LAUSR

Global warming affects the abiotic and biotic growth environment of plants, including the spread of fungal diseases such as Dutch elm disease (DED). DED-resistance of different Ulmus species varies, but how this is reflected in leaf-level physiological pathogen responses has not been investigated. We studied the impacts of mechanical injury alone and mechanical injury plus inoculation with the DED-causing pathogens Ophiostoma novo-ulmi subsp. novo-ulmi and O. novo-ulmi subsp. americana on Ulmus glabra, a more vulnerable species, and U. laevis, a more resistant species.

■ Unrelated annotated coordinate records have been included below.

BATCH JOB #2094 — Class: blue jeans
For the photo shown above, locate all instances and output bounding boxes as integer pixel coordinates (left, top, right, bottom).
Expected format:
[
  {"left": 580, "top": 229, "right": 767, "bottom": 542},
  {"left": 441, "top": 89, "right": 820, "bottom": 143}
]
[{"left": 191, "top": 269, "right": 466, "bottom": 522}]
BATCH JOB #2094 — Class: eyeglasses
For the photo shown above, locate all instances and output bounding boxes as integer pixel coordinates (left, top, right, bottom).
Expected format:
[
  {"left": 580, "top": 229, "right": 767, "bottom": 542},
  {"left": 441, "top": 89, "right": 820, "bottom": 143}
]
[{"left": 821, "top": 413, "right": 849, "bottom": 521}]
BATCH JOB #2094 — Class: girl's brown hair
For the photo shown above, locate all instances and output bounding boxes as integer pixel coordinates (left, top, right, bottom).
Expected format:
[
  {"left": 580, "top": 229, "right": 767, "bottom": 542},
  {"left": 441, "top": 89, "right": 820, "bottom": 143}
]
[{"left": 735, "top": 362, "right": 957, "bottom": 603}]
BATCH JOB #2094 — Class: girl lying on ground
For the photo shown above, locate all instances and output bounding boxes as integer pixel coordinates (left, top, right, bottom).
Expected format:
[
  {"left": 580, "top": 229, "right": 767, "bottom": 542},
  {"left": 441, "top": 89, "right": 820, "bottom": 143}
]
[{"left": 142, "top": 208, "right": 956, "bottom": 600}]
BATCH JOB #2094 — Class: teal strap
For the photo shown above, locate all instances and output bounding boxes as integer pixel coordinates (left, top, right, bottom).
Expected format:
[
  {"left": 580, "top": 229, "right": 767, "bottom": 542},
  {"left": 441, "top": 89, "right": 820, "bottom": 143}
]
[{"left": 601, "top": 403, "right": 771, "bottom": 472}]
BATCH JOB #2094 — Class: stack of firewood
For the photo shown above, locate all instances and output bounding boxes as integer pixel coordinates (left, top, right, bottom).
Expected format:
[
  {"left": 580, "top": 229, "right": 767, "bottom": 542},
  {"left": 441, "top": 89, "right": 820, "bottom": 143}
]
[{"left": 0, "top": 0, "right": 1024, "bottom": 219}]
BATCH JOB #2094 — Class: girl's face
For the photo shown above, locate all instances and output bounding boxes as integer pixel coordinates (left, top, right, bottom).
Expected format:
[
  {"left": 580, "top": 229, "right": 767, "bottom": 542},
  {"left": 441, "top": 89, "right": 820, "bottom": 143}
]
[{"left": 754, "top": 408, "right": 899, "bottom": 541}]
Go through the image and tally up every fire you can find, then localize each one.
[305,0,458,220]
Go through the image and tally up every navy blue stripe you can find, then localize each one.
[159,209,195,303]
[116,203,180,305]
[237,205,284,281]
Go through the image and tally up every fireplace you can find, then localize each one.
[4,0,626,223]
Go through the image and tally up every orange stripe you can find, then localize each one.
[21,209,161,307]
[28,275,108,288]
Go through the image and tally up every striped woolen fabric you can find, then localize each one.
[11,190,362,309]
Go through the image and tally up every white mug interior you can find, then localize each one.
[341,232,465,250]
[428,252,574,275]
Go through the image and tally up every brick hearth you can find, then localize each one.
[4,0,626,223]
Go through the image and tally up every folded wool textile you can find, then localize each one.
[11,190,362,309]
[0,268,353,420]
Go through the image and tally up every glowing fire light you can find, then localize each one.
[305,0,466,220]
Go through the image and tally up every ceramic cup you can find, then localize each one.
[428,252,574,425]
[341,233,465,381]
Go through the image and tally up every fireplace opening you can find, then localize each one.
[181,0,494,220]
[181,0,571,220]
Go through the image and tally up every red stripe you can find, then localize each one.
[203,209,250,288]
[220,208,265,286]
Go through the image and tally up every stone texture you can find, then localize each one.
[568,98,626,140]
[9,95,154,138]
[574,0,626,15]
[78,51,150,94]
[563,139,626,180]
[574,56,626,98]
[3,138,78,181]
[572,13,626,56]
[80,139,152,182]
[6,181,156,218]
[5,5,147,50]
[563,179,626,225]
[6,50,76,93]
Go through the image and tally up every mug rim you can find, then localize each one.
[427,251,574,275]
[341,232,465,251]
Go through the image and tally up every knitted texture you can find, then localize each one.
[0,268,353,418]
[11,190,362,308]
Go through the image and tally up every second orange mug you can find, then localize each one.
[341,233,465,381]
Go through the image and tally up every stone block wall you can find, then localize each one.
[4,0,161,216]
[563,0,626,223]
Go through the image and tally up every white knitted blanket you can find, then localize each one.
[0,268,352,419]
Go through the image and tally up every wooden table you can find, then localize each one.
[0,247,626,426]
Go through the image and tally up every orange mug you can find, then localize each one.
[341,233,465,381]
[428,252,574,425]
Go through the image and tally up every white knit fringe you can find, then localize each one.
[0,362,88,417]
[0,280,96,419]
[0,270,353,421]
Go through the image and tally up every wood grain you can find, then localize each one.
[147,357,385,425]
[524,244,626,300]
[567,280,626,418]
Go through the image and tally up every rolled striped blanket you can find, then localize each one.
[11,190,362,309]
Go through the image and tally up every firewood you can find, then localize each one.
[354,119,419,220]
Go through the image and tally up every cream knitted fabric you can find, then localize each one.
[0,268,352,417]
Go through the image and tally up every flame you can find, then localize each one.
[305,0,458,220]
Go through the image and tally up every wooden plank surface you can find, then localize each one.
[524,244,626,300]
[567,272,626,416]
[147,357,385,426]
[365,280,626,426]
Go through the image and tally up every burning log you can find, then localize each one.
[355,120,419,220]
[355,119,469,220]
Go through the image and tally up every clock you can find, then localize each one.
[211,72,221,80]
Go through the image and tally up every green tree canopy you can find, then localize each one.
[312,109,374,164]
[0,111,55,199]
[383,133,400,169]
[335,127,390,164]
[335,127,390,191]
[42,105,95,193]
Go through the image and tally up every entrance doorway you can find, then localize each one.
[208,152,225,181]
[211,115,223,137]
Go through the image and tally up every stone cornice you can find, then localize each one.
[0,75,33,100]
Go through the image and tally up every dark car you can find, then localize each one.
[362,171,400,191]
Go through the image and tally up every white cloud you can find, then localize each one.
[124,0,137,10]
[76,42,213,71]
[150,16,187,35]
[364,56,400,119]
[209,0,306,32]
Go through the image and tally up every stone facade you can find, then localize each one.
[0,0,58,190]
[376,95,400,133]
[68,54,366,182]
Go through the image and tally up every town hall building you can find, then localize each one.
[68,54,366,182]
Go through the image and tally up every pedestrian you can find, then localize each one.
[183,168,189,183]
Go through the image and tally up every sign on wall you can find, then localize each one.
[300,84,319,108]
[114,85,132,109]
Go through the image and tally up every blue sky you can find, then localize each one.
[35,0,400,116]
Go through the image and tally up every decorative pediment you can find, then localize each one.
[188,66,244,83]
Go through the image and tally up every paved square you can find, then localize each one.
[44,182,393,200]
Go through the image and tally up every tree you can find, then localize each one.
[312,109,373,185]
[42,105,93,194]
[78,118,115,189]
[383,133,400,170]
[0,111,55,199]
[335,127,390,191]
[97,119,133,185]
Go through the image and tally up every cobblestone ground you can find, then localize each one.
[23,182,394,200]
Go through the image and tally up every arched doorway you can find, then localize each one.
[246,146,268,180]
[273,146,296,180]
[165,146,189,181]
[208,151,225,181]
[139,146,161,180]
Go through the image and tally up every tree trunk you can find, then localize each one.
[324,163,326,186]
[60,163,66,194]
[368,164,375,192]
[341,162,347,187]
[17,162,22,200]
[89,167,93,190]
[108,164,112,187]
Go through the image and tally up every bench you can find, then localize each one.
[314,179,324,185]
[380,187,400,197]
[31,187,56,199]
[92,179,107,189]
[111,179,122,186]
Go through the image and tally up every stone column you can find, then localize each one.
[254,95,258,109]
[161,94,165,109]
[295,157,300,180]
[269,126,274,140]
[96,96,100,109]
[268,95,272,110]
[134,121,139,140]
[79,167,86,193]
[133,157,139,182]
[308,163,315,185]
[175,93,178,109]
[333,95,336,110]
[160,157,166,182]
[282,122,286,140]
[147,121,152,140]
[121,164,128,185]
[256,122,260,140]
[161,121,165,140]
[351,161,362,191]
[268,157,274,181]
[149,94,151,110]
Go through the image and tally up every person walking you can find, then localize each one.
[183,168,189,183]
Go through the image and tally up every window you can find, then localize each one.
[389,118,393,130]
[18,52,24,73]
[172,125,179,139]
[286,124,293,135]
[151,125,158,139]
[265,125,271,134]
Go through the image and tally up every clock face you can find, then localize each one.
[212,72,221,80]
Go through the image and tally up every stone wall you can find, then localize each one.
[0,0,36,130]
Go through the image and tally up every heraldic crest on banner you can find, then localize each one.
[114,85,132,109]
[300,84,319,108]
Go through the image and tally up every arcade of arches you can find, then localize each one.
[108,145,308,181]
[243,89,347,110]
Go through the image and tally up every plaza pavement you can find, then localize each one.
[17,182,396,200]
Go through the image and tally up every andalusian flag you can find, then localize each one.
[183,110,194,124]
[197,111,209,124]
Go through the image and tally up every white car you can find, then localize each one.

Plant stress responses were evaluated for 12 days after stress application by monitoring leaf net CO2 assimilation rate (A), stomatal conductance (gs), ratio of ambient to intercellular CO2 concentration (Ca/Ci), intrinsic water use efficiency (iWUE, A/gs) and by measuring biogenic volatile (VOC) release by plant leaves. In U. glabra and U. laevis, A was not affected by time, stressors or their interaction. Only in U. glabra gs and Ca/Ci decreased in time, yet recovered by the end of the experiment. Although the emission compositions were affected in both species, the stress treatments enhanced VOC emission rates only in U. laevis. In this species, mechanical injury especially when combined to the pathogens increased the emission of lipoxygenase (LOX) pathway volatiles and dimethylallyl diphosphate and geranyl diphosphate (DMADP and GDP) pathway volatiles. In conclusion, the more resistant species U. laevis had a more stable photosynthesis, but stronger pathogen-elicited volatile response, especially after inoculation by O. novo-ulmi subsp. novo-ulmi. Thus, stronger activation of defenses might underlay higher DED-resistance in this species.